Despite a slightly higher error variance, the best model remains stable and reliable. It strikes a solid balance between accuracy and generalization, making it the ideal configuration. It’s recommended to train the final SVM using these parameters and validate it on a test set to ensure robust performance.
Section C
Print out the model results. What’s the best model parameters?
##
## Call:
## best.tune(METHOD = svm, train.x = holiday ~ season + workingday +
## casual + registered, data = trainData, ranges = list(cost = c(1,
## 10, 50, 100), gamma = c(1, 3, 5)), kernel = "radial")
##
##
## Parameters:
## SVM-Type: C-classification
## SVM-Kernel: radial
## cost: 100
##
## Number of Support Vectors: 645
##
## ( 440 205 )
##
##
## Number of Classes: 2
##
## Levels:
## Non-Holiday Holiday
The SVM model was designed to predict holidays using features like season, workingday, casual, and registered, employing a radial basis function (RBF) kernel to handle non-linear patterns. Through grid search tuning over various cost and gamma values, the optimal parameters were found to be cost = 100 and gamma = 1, resulting in the lowest cross-validation error.

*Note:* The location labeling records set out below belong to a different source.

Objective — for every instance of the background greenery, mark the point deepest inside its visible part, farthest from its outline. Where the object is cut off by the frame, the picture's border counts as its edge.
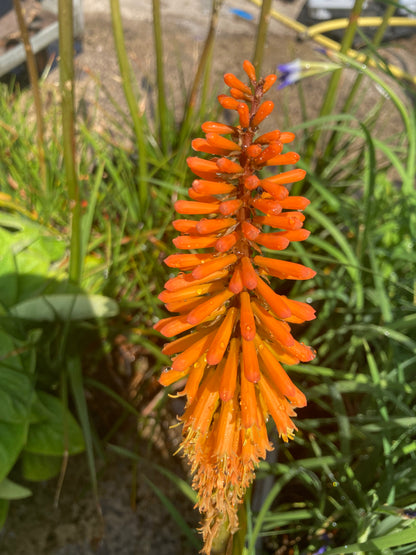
(82, 235)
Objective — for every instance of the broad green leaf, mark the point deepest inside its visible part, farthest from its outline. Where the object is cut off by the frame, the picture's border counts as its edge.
(16, 395)
(11, 490)
(65, 307)
(56, 433)
(12, 440)
(39, 467)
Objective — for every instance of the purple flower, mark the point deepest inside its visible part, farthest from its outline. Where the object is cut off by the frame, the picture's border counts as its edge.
(290, 73)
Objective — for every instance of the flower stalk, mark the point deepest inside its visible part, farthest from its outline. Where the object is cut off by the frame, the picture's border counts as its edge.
(234, 330)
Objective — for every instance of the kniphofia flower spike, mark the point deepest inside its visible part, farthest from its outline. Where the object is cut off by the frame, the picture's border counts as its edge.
(234, 329)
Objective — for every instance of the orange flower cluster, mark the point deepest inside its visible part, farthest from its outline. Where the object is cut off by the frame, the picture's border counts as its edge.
(236, 329)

The final model uses 645 support vectors (440 for Non-Holiday, 205 for Holiday), indicating a complex decision boundary and slight class imbalance. This imbalance may affect model predictions, favoring the majority class.
Section D
Forecast holiday
using the test dataset and the best
model found in c).
## Non-Holiday Holiday
## 3620 9
This summary suggests a strong imbalance in predicted outcomes, with most predictions being “Non-Holiday”.
Section E
Get the true observations of holiday
in the test
dataset.
## Non-Holiday Holiday
## 3532 97
The summary suggests that most records (3532 out of 3629) are from “Non-Holiday” periods, while only a small subset of records (97) correspond to Holidays. This imbalance in the data might influence modeling results.
Section F
Compute the test error by constructing the confusion matrix. Is it a good model?
## Confusion Matrix and Statistics
##
## Reference
## Prediction Non-Holiday Holiday
## Non-Holiday 3530 90
## Holiday 2 7
##
## Accuracy : 0.9746
## 95% CI : (0.969, 0.9795)
## No Information Rate : 0.9733
## P-Value [Acc > NIR] : 0.3262
##
## Kappa : 0.1281
##
## Mcnemar's Test P-Value : <2e-16
##
## Sensitivity : 0.99943
## Specificity : 0.07216
## Pos Pred Value : 0.97514
## Neg Pred Value : 0.77778
## Prevalence : 0.97327
## Detection Rate : 0.97272
## Detection Prevalence : 0.99752
## Balanced Accuracy : 0.53580
##
## 'Positive' Class : Non-Holiday
##
Test Error = 1 – Accuracy = 1 – 0.9746 = 0.0254
The model demonstrates high overall accuracy (97.46%) and excellent sensitivity for identifying Non-Holidays, but it performs poorly in detecting Holidays due to significant class imbalance. With low specificity (7.2%), a poor Kappa score (0.1281), and low balanced accuracy (53.58%), the model is heavily biased toward the majority class. Despite appearing effective at first glance, it fails to reliably identify the minority class (Holidays), making it unsuitable if accurate Holiday prediction is important.